In questi giorni riflettevo su questo nostro incontro e sempre più sono riuscito a mettere a fuoco il fatto che noi siamo qui – voi particolarmente come donne e uomini di giustizia – per mettere consapevolmente, liberamente la loro esistenza nelle mani di un Dio misericordioso.
 
Per un certo tempo nel riflettere per prepararmi mi sono soffermato sul rapporto tra giustizia e misericordia, poi mi sono detto che non era questa l’occasione. Ciò che quest’oggi ci riunisce è piuttosto una invocazione di misericordia per noi, per le nostre famiglie (sono qui anche alcuni dei vostri familiari), per la nostra esistenza.

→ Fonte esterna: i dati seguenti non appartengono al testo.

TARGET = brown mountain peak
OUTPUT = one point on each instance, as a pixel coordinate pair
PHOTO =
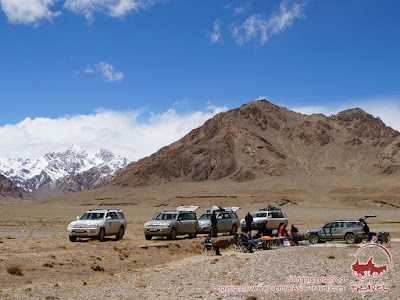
(356, 114)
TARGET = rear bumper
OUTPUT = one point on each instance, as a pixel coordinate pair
(161, 231)
(83, 232)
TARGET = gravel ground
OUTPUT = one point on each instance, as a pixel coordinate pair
(210, 277)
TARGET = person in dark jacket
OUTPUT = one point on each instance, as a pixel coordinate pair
(214, 223)
(248, 220)
(215, 245)
(293, 230)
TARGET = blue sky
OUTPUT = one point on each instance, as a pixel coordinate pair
(150, 61)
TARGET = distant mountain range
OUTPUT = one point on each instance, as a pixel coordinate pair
(58, 173)
(262, 140)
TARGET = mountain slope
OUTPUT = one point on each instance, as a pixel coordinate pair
(63, 172)
(260, 140)
(10, 190)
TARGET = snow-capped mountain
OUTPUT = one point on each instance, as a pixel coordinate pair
(31, 174)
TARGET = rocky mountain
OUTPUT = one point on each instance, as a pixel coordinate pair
(261, 140)
(10, 190)
(63, 172)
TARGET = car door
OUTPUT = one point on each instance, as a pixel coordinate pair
(338, 231)
(327, 231)
(114, 223)
(183, 223)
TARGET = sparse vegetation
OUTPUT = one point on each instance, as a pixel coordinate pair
(15, 269)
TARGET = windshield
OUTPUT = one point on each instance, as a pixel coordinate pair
(205, 217)
(260, 215)
(92, 216)
(166, 216)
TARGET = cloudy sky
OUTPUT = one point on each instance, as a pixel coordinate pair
(135, 75)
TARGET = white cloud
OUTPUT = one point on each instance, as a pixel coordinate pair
(216, 34)
(386, 108)
(120, 132)
(28, 12)
(112, 8)
(257, 27)
(105, 70)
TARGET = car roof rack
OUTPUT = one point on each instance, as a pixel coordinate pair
(269, 207)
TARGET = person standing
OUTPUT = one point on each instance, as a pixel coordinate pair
(248, 219)
(214, 225)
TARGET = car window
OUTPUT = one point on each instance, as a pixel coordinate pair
(166, 216)
(92, 216)
(188, 217)
(205, 217)
(353, 224)
(114, 216)
(329, 225)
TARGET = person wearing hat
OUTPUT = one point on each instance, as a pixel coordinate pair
(282, 230)
(293, 230)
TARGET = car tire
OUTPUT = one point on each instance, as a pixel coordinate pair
(314, 239)
(233, 230)
(172, 235)
(101, 235)
(120, 233)
(350, 238)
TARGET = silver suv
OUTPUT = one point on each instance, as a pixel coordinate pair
(227, 219)
(271, 216)
(98, 224)
(351, 231)
(173, 223)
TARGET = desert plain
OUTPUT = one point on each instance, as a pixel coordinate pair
(33, 240)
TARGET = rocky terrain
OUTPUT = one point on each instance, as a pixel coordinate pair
(262, 140)
(64, 172)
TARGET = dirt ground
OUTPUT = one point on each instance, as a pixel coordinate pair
(33, 240)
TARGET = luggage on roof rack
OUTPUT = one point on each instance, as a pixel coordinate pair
(269, 207)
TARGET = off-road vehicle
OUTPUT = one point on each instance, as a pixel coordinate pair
(270, 215)
(227, 219)
(173, 223)
(351, 231)
(98, 223)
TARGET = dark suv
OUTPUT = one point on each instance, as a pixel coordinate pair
(351, 231)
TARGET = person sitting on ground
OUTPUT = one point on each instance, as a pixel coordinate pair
(214, 244)
(296, 238)
(282, 231)
(252, 242)
(294, 230)
(248, 220)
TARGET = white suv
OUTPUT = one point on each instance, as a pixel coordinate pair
(271, 216)
(98, 224)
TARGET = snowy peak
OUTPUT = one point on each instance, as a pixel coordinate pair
(31, 174)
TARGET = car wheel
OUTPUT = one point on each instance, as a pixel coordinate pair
(120, 233)
(350, 238)
(233, 230)
(172, 235)
(314, 239)
(101, 235)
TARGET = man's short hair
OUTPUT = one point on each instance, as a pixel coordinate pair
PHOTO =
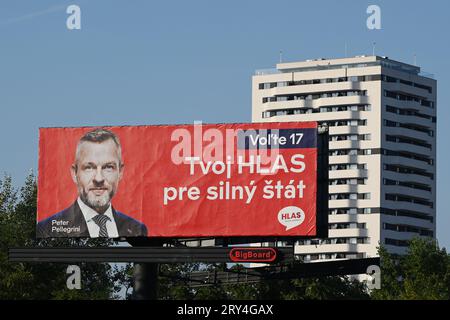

Consapevoli che il servizio che state rendendo sarà tanto più luminoso, efficace e riconosciuto da voi stessi ancora prima che dalla società – come mi auguro -, tanto più il vostro animo, il vostro cuore, la vostra coscienza saranno purificati dalla misericordia di Dio, liberi e splendenti e quindi anche forti.
 
Anche io in questo anno ho celebrato più giubilei e ho chiesto su di me che continuamente predico la misericordia di Dio, di aprire il mio cuore a questa misericordia, che è certamente un dono e non una conquista.
 
Uno degli aspetti scandalosi della misericordia di Dio è che non è l’esito di uno sforzo, ma è completamente gratuita: tutto dono. Un dono che neppure ci ricatta, pur essendo costato a Dio il prezzo più alto: la morte di suo figlio. Di questo stiamo parlando: non di sdolcinature che coprono, accomodano, cancellano così come se tutto fosse facile per il “buon Dio”. Qui siamo di fronte al dramma della storia che mentre vede il rifiuto di Dio, viene sorpresa dal fatto che proprio dentro questo rifiuto si manifesta un amore più grande dello stesso rifiuto e fa del luogo del rifiuto (la morte in croce) il principio di una speranza del tutto imprevedibile e inconcepibile.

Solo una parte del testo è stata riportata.